多胎妊娠・育児の当事者だけでなく、単胎育児中の人や支援者も巻き込みながら、 社会課題をみんなで解決していくプラットフォームを目指しています。

momsを開発する前のお2人は、多胎妊娠・育児に関する情報量が少ないことから「社会に理解してもらえないもどかしさ」を抱えていました。
それは、多胎妊娠・育児の情報を得られず悩んでいる親がいるにも関わらず、社会で問題視されずに見過ごされているという事実です。
それに気づき行動に変え、多胎妊娠・育児の課題をビジネスとして解決しようとする姿勢は、ビジネスのアイディアを探している人や起業を志す人にとっても大きなヒントになるのではないでしょうか。

牛島智絵
株式会社pono代表取締役/一般社団法人tatamama代表理事
2021年に双子を出産。
育児中に多胎育児の過酷さと孤独を体験し、その原体験から多胎家庭専用アプリ「moms」を開発し、【情報・つながり・居場所】を国内外14ヶ国に届ける循環型プラットフォームを構築。
現在も自治体・企業・大学と連携し、多胎家庭のウェルビーイングを高める活動を推進している。

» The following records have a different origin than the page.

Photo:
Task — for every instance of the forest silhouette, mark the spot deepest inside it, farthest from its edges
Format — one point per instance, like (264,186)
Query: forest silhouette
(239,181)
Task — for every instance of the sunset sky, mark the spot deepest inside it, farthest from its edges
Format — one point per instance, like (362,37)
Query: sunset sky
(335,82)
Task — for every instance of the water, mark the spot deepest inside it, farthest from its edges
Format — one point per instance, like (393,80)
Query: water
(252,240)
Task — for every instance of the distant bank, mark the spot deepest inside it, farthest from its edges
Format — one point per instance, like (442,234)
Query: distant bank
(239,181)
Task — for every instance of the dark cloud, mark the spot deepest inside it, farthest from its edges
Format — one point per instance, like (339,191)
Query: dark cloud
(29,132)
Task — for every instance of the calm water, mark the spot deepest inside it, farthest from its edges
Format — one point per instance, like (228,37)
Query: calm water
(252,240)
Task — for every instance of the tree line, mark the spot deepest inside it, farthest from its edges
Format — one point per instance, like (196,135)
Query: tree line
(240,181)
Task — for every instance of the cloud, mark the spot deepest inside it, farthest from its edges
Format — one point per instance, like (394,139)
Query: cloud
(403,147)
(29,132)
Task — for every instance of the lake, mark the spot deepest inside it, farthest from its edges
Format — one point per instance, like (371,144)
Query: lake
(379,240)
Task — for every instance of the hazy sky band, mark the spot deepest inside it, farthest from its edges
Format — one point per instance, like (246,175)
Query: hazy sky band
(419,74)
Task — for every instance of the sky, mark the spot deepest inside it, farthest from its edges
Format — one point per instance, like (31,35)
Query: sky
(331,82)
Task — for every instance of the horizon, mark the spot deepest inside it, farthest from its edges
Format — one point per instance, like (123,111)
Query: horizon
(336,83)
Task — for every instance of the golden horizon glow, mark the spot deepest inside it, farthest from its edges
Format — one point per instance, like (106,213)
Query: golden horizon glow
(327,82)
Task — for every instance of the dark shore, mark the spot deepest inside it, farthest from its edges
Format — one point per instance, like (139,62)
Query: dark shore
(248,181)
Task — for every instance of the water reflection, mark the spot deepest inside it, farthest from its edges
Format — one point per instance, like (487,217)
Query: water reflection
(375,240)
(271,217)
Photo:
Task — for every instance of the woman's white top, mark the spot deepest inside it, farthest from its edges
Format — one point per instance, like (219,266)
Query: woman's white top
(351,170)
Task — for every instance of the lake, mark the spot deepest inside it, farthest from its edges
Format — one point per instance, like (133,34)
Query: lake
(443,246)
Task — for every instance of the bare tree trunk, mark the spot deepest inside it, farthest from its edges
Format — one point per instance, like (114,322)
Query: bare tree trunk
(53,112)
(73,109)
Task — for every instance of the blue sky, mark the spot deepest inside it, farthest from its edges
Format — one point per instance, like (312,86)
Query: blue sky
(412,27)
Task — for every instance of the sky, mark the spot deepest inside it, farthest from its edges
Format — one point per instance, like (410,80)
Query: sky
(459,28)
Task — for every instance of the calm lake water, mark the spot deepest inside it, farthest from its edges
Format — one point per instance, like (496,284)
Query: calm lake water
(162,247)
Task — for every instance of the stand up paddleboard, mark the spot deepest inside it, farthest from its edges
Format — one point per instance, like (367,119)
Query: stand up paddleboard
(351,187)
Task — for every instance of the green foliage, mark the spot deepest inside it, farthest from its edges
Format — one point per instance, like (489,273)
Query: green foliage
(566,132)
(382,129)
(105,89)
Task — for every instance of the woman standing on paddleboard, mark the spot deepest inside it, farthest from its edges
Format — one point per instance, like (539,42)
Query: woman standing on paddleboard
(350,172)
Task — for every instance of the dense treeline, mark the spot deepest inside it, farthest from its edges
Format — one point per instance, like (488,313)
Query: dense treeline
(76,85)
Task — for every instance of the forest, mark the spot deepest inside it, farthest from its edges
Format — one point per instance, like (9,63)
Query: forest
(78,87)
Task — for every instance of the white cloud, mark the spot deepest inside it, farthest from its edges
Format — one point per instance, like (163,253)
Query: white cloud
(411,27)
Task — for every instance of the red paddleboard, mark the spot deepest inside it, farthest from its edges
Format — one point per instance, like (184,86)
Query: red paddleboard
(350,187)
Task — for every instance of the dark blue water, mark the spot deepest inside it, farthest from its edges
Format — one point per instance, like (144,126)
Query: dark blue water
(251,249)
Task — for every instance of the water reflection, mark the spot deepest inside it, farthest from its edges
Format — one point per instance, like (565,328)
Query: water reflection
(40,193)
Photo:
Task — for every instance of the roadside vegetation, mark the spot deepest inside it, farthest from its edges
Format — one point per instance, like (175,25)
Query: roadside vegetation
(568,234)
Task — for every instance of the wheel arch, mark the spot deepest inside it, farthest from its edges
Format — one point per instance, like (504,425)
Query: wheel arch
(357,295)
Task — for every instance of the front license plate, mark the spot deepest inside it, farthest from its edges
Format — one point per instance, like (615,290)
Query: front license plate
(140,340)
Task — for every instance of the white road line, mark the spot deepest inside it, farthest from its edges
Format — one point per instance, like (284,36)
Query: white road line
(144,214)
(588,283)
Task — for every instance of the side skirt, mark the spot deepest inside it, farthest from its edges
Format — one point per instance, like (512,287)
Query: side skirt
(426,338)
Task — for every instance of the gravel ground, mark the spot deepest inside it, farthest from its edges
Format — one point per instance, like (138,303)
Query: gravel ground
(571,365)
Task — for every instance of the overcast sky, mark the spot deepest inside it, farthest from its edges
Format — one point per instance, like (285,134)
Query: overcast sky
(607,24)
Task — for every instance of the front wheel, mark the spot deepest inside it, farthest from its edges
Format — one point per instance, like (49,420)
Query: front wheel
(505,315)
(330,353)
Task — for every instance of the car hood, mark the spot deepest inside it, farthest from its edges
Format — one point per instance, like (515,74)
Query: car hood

moms:https://moms-app.com/

古島夏美
株式会社pono取締役
1990年生まれ。
新卒で株式会社ベネッセコーポレーションに入社し、 小学生向け教材制作の教科責任者やデジタル教材開発に携わる。
2020年に双子を出産。
出産を機にInstagramでの発信を開始し、オンラインの多胎コミュニティを立ち上げるなどの活動を経て、2025年2月より株式会社pono取締役に就任。
現在は、多胎家庭向け妊娠育児アプリ「moms」の開発・運営や、他事業の推進などを行っている。